HyPrSpace €21M Series A Paves a Pathway to Launch

Baguette One, rendered. Image: HyPrSpace
Baguette One, rendered. Image: HyPrSpace

French launch startup HyPrSpace announced a €21M Series A this week to fund the development of the company’s Baguette One suborbital launch vehicle—targeting an inaugural launch in late 2026.

The round was led by Red River West and DeepTech Plan (a France 2030 initiative managed by French public investment bank Bpifrance), with participation from investment fund Sociétés de Projets Industriels (Bpifrance), OC French Tech Seed (Bpifrance), Expansion, Nouvelle-Aquitaine’s investment fund (NACO), and Audacia. The round brings HyPrSpace’s total funding to over €57M, including a €1.1M seed round in 2022, and €35M investment in 2023 under the France 2030 initiative where HyPrSpace led a consortium that included Telespazio and CT Ingénierie.

But the Baguette is just a starter dish. HyPrSpace shared its long-term plans with Payload, which include raising more capital, building a high-output production facility, and attempting an orbital launch by the end of 2027.

Life is plastic: HyPrSpace’s single-stage, suborbital Baguette, and two-stage, eight-engine Orbital Baguette rockets use both a high-density polyethylene fuel and cryogenic liquid oxygen oxidizer to generate thrust. Both vehicles rely on the same avionics and ground equipment during launch. HyPrSpace Chief Strategy Officer Sylvain Bataillard told Payload that this single-source-launch architecture will help the company build quickly, and drive down production costs.

“My pitch is that I will be able to offer a launch service that is more competitive compared to other launcher companies,” Bataillard said. “The avionics is the same, the ground equipment is the same, the engine is the same…so it’s easier to design, to produce and to use.”

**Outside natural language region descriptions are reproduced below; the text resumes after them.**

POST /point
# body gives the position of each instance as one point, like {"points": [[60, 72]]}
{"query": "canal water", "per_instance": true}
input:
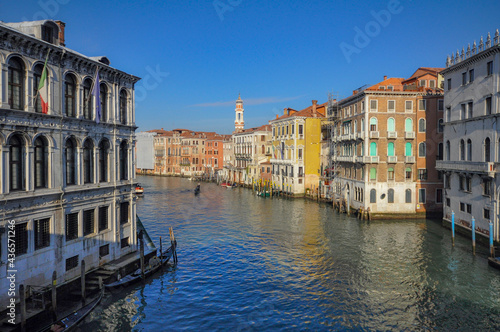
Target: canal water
{"points": [[248, 263]]}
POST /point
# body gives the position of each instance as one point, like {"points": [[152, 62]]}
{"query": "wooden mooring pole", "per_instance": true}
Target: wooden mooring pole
{"points": [[161, 253], [141, 244], [492, 248], [83, 280], [22, 300], [54, 293]]}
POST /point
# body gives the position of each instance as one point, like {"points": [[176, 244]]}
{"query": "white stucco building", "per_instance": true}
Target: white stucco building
{"points": [[472, 136], [66, 180]]}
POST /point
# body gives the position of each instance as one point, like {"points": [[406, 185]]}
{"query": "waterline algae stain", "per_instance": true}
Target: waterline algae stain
{"points": [[251, 264]]}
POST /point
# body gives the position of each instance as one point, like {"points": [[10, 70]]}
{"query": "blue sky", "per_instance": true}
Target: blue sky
{"points": [[196, 56]]}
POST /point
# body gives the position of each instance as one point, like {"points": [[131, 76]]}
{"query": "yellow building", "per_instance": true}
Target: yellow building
{"points": [[296, 144]]}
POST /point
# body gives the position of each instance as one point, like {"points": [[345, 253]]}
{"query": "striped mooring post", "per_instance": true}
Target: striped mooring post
{"points": [[492, 248], [453, 228], [473, 235]]}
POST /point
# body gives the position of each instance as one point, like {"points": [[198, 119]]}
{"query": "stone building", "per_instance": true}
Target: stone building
{"points": [[66, 173], [472, 136], [251, 148], [386, 140], [296, 149], [214, 149]]}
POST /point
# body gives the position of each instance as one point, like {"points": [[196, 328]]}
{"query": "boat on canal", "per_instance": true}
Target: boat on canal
{"points": [[154, 265], [263, 193], [69, 322]]}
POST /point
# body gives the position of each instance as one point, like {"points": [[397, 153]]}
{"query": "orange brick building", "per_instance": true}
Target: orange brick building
{"points": [[386, 143]]}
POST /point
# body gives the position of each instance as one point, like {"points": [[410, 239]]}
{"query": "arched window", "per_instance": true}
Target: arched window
{"points": [[421, 125], [408, 195], [462, 149], [440, 126], [41, 165], [469, 150], [16, 162], [123, 107], [487, 152], [390, 173], [104, 97], [123, 160], [16, 80], [390, 196], [37, 75], [390, 149], [87, 100], [373, 149], [88, 161], [408, 173], [447, 150], [69, 96], [408, 149], [421, 150], [391, 124], [408, 124], [70, 156], [440, 151]]}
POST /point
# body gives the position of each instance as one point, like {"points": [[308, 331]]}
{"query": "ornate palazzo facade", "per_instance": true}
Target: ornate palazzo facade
{"points": [[66, 179]]}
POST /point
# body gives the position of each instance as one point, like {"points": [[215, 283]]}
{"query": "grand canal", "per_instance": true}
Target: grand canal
{"points": [[248, 263]]}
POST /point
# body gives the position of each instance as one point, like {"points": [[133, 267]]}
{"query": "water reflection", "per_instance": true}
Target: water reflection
{"points": [[248, 263]]}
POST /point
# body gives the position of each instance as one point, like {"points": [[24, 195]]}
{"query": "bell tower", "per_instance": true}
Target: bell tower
{"points": [[239, 124]]}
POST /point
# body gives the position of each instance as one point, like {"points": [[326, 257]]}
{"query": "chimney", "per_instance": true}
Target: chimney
{"points": [[315, 103], [61, 25]]}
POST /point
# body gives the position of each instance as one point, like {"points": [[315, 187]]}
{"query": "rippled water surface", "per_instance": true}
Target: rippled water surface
{"points": [[249, 263]]}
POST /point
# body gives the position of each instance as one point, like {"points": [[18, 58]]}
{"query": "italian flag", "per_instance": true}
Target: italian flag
{"points": [[43, 88]]}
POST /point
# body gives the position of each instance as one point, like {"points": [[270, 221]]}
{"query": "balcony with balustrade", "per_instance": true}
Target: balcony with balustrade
{"points": [[489, 168], [409, 135]]}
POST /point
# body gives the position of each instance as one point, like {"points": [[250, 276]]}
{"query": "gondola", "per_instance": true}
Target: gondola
{"points": [[494, 262], [153, 266], [69, 322]]}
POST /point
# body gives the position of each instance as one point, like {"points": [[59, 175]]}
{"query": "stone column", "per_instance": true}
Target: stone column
{"points": [[4, 102], [4, 169], [29, 169]]}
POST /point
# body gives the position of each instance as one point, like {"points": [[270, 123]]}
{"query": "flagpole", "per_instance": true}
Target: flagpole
{"points": [[93, 84]]}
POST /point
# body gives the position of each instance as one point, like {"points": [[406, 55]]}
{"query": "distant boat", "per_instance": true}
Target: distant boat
{"points": [[263, 193], [69, 322], [139, 190], [153, 266]]}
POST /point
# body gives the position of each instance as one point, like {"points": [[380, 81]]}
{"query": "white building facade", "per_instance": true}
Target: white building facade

You and what army? There’s also the matter of funding. Bataillard estimated that HyPrSpace would need to raise a ~€50M Series B round shortly after the Baguette One launch to fund the company’s production facility and orbital-launch vision. Luckily, there’s no shortage of funding for European space companies that can offer dual-use capabilities.

HyPrSpace’s production facility is designed to churn out 120 rocket engines per year. The initial idea was to have these engines power eight Orbital Baguette rockets a year. The company, however, may pivot: It has more requests from the commercial sector, as well as France’s defense agencies, to continue building suborbital vehicles for microgravity research and hypersonic testing.

“[The factory] can produce either suborbital or orbital launchers, depending on the market,” Bataillard said. “So, we can really choose, and serve both markets at the same time.”